2-30マネーマン9

文字数 1,136文字

マネーマン9

 「チャンネル登録お願いしまーす!この場で登録してくれたら一万円あげるよ!」
 街角に立つマネーマン、周囲はスマホ片手の人でものすごい人だかり。寒空だがそこだけ温度が暑かった。組織を追い出されたマネーマンは、しかし勝負を諦めてなかった。多少戸惑ったが、しかし、負けるわけにはいかないと現金片手に街角に立った。大勢行き交う中で声を出そうとした。その時、妙にときめきにも似た胸騒ぎがした。第一声を発する。自分の中にある声が、街中に出て行く。不思議な感じがした。浮き足立った。声に反応して視線を集める。視線を向けた人たちは、少し驚き足を止める。その瞬間、自分の存在が沸き立つように大きくなる奇妙な感覚に包まれた。人がどんどんよってくる。この場で一番の注目を集めていたのは自分であることが、まっすぐに自分に入ってくる。なんだか、世界が自分のもののようになった気がした。
 「あの、dadaの柄澤さんですよね?」
 「dadaは辞めました。そうです、柄澤です。」
 握手を求められた。人の体温を感じた。相手が自分に会えたことで喜んでいる。自分は世界から注目を浴びて、歓迎されている。自分の存在がいかに大切で切実なのかと世界が捉えていると勘違いする。まったく見知らぬ人たちが、自分見たさに集まってくる。マネーマンは、途轍もない幸福感を感じる。声を出すたびに身体中に快感が走る。奥歯がくすぐったくてじっとしていられない。人前に立って注目を集めるということは、マネーマンにとってこの瞬間、生きがいとなった。自分は注目を浴びて、大事にされたいということがハッキリわかった。自分の存在自体を世界に知らしめたいのだ。
 「よろしくおねがいしまーす!」
 声を張り上げると、これまでにない爽快感。ロックスターにでもなった気分。神輿に乗って担がれてお祭り騒ぎ。まるでドロー嬢が描いた動画のようだった。
 「支持いただいているみなさんのためにも、私は勝ちたいのです!どうぞ、チャンネル登録お願いいたします。私を男にしてください。
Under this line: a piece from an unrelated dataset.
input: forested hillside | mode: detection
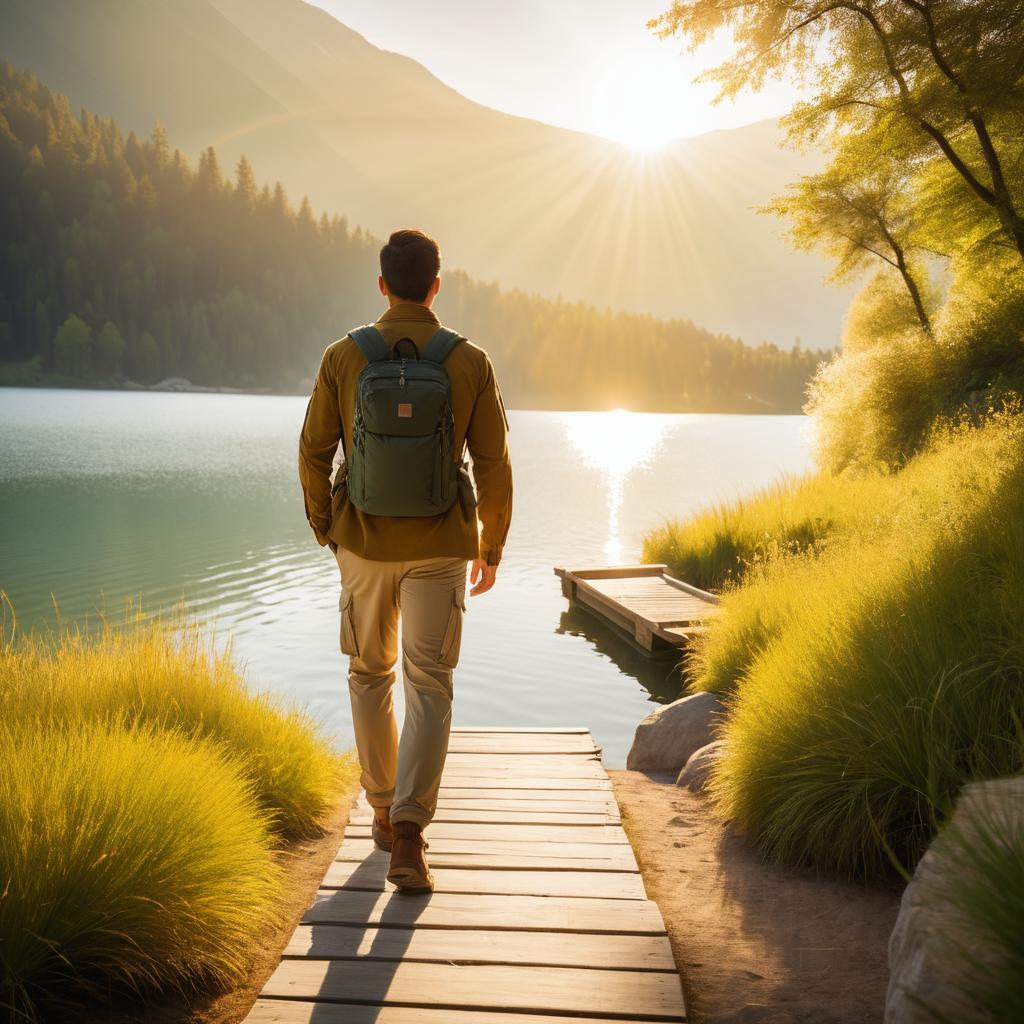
[0,63,820,412]
[0,0,852,348]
」
 クリスマスの街角に一万円をもらい幸せそうな人の列。報道陣も駆けつけて昼のニュースにはなったが、夜のニュースにはならなかった。dadaの新社長が報道規制したのだった。
 夜になって機嫌の良いマネーマンは仲間を集めて自宅でテレビをつけてニュース待ちをしていたが、自分のことが全く放送されなかった。呼ばれた仲間たちもバツが悪い。さらにドロー嬢の百万人達成ニュースを見ることになってしまった。クリスマスは残念会となって、すぐに御開きとなった。昼間の興奮がすっかり冷めてしまったが、一人になって、目を瞑って街角の喧騒、注目を思い出す。マネーマンは幸福感に包まれて、思わず口元が緩む。